Data scientists can over-trust explainability tools and put AI in production too soon

AI explainability and transparency are rated as the top concerns for regulators. Bias and fairness are increasingly top-of-mind, which raises the stakes on AI developers to be able to interrogate and understand their models.

There are a host of tools that have been developed – IBM’s AI Explainability 360, Google’s What-If tool and LIME (Local Interpretable Model-Agnostic Explanations) from the University of Washington, for example. These tools are designed to help data scientists understand the underlying model, its most important features and how it makes predictions.

New research raises concerns about how these tools are being used in practice. Researchers from the University of Michigan and Microsoft undertook a series of studies — both in-depth, in-person tests as well as surveys — and found predictable, yet complex, failures with the use of explainability tools.

Explainability tools are intended to be used for purposes which are specific to AI, yet if data scientists don’t fully understand the capabilities of the tool or have an inaccurate mental model of what it can do, they can over-trust the model. Accurate and realistic expectations tend to result in more principled evaluations and careful decision making. This can make up for differences in experience between individual data scientists. In contrast, without accurate mental models, even the most experienced data scientists can miss red flags.

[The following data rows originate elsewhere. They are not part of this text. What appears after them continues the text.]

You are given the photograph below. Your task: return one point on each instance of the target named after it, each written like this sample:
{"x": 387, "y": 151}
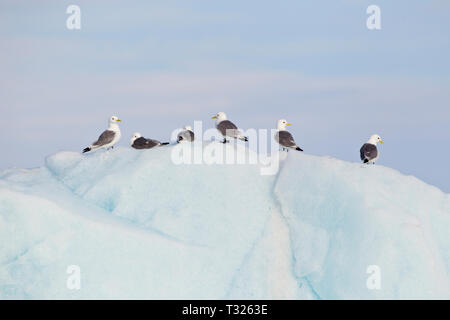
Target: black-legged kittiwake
{"x": 186, "y": 135}
{"x": 369, "y": 151}
{"x": 284, "y": 138}
{"x": 139, "y": 142}
{"x": 108, "y": 138}
{"x": 227, "y": 128}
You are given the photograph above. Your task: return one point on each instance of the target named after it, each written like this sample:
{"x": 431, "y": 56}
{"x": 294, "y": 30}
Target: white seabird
{"x": 139, "y": 142}
{"x": 227, "y": 128}
{"x": 186, "y": 135}
{"x": 284, "y": 138}
{"x": 108, "y": 138}
{"x": 369, "y": 151}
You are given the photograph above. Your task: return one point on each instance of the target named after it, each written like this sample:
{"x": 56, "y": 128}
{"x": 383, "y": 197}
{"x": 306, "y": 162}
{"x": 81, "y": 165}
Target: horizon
{"x": 160, "y": 66}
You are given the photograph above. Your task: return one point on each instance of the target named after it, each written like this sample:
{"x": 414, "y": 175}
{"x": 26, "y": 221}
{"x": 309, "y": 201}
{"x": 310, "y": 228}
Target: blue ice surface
{"x": 141, "y": 226}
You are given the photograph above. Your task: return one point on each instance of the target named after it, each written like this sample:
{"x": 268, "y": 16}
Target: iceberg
{"x": 140, "y": 226}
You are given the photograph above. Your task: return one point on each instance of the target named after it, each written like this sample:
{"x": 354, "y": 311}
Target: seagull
{"x": 227, "y": 128}
{"x": 139, "y": 142}
{"x": 284, "y": 138}
{"x": 369, "y": 151}
{"x": 186, "y": 135}
{"x": 108, "y": 138}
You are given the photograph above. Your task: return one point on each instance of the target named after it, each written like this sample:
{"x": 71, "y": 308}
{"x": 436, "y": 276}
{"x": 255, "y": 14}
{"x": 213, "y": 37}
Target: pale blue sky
{"x": 162, "y": 64}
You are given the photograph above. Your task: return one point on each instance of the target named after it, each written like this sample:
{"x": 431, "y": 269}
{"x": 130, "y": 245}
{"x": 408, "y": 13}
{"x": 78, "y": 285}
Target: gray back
{"x": 227, "y": 128}
{"x": 368, "y": 151}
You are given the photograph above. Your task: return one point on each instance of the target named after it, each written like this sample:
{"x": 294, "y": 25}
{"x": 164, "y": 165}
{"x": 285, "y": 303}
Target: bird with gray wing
{"x": 227, "y": 128}
{"x": 186, "y": 135}
{"x": 139, "y": 142}
{"x": 369, "y": 151}
{"x": 108, "y": 138}
{"x": 284, "y": 137}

Visualization tools also turned out to be problematic. Visualization is powerful for highlighting errors and understanding performance. However, visualizations can also be distracting, provide false comfort and prevent people from digging deeper. The researchers point out that visualizations can provoke users to “think fast,” relying too easily on intuition and “system 1.” This refers to Kahneman’s cognitive processes for humans, where system 1 tries to make quick decisions in an automatic way while system 2 performs more deliberative reasoning and engages more deeply before making a decision. Visualizations can encourage faster, more intuitive decision making which was found to be error prone when people didn’t have an accurate understanding of the tool or where the model itself was complex.

Finally, social context is important. Many explainability tools are open source, creating a level of social acceptance and a sense that the tools were less fallible or that the results required less scrutiny. The ultimate outcome was that data scientists were biased towards putting AI into production too early, with less critique and more trust than was warranted.

These results might at first seem counterintuitive; they are certainly counter to the intent of the designers. But in many ways it’s what we should expect. Humans have complex motivations and there are often tensions between social, technical and cognitive factors. What’s interesting about this research is how significant the role of social expectations and design was on people’s ability to question manipulated (and absurd) outputs. The experience of the data scientists offered little protection against inaccurate expectations and wizzy visuals.

This research highlights how excellence in human-centered AI takes account of many different aspects of the AI development process, including helping data scientists with managing complex and competing objectives and tasks.